The couple’s first meeting was by chance, at a cocktail party organized by the Ecuadorian-American Association in Quito. In 1950, a few months after meeting, they married in a simple ceremony, after which they moved to Playas de Villamil to enjoy their honeymoon.

Alberto Hidalgo proposed to Jimmy Brown to sell his properties to become a partner in the Compañía Industrial Azucarera Lojana, but he was deeply rooted in his estate in Santo Domingo and his projects were different.

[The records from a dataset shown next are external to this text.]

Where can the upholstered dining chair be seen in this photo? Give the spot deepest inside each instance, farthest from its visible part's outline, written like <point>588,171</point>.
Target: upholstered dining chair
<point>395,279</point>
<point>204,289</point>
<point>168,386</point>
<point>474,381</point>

He had also done it before with potential Lojana investors, he even published in Diario La Opinión del Sur an advertisement titled “From today shares can be subscribed for the Compañía Industrial Azucarera Lojana”, but unfortunately it was not received due to the disbelief of the people, until the successful results of 1962 left those doubters with their mouths open.

Jimmy Brown and María Olivia Hidalgo Gutiérrez had seven children: Alen, Felipe, James, unfortunately died on February 9, 2021; Susana, Steve, Carmen Inés and David Martín; All of them, except Susana, graduated from universities in the United States and had magnificent executive and business positions.

With this brief story I wish to pay posthumous tribute to an extraordinary man whose work history is admirable. I know his life in detail because he wrote about it in his book “Jimmy Brown Meets the Jungle,” which was generously given to me by my dear friend, Steve Brown Hidalgo, who was an outstanding manager of MALCA for 19 years, to whom I express my feelings of weigh.